At one point, a squall near Lock 12 in Iowa swept away their GoPro and SD cards—two months of footage, gone. Then came the River Angels: strangers who tracked the camera down and returned it. That spirit of generosity would come to define the journey.
Now, five years later, Nate and Christa revisit that journey in their book Love Many, Trust Few, and Always Paddle Your Own Canoe.
“That phrase really does feel like a life philosophy,” Nate said. “I remember saying it a few times while we were paddling down the river.”
For Christa, the book was its own expedition. “I wrote the book over about five years,” she said. The book includes over 100 illustrations and historical details from stops along the river.
One turning point came in Mississippi. Their tent broke, mosquitoes swarmed, and temperatures climbed past 90 degrees before 10 a.m.
“We were sleeping under these indoor-outdoor blankets just trying to survive the bugs,” Christa said. “We got into a tiff in the canoe,” she laughs.
Then things got worse.
“My $7,000 prosthetic foot snapped,” Nate said.
Soon after, help arrived. “A Baptist preacher picked us up…we got lots of tacos and Jesus, and I felt a lot better the next day,” Nate said. “That’s why they call them River Angels.”
That moment changed everything. Nate had envisioned the expedition as unsupported—a test of independence.
“I didn’t want anyone to help me,” he said. “I’ve gone almost 50 years without legs. That mentality—the need to prove I don’t need help—it’s not always a good thing.”
By the time they launched, the journey had already shifted. Nate and Christa had only met months earlier—engaged within three months, married three weeks later.
“I told him I could either stay home and worry about him, or I could come with,” Christa said. “That was my honeymoon.”
Over 115 days, the river tested their endurance and their relationship.
“I learned that I could depend on him,” Christa said. “People might assume that because he’s an amputee, I would have to take care of him, but that wasn’t the case at all.”
For Nate, the challenge became something different entirely.
“Being with someone else means there are infinite possibilities—good and bad—that can happen,” he said. “I was more worried about safety.”
That tension showed up in Minnesota at Lake Winnibigoshish.

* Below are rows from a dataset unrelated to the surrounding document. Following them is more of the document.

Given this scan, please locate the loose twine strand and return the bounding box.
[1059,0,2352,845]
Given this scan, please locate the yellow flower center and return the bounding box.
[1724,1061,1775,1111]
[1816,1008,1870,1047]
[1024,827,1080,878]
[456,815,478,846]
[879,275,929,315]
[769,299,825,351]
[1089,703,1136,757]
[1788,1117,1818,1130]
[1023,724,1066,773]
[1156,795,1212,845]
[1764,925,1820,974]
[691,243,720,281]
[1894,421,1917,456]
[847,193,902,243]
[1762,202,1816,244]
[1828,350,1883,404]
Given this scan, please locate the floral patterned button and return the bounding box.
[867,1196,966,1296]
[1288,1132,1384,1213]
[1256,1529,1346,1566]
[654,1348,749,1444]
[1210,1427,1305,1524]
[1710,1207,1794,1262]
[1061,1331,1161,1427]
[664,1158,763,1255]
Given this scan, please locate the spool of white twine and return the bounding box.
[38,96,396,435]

“It was so windy—24 miles per hour,” Christa said. “I said, ‘I think we need to take the south side of the lake.’ But Nate’s chromosomes overwhelmed my vote.”
“I admitted very quickly that I should’ve listened to you,” Nate laughed.
Looking back, neither would change much.
“I would have told myself not to be so scared, and maybe packed a lot less,” Christa said.
“I wouldn’t change anything,” Nate said. “This journey was my gift to unwrap…knowing we were soon going to find out how small we—and all of our worries—really are.”
For readers, their message is simple but expansive.
“We argued and squabbled like every other couple, but we always depended on each other,” Christa said. “And the people we met along the river were so wonderful—River Angels all the way.”
Nate sees the journey as universal.
“It isn’t really any bigger or different than when a person with disabilities is wearing a new limb for the first time,” he said. “What one person can do, another can do—no matter their abilities.”
And if the river offered one enduring truth?
“Never be afraid to take the first step,” Christa said. “The next one may be the one that gets you where you’re going.”
“If you want something badly enough,” Nate added, “anything is possible. Don’t give up.”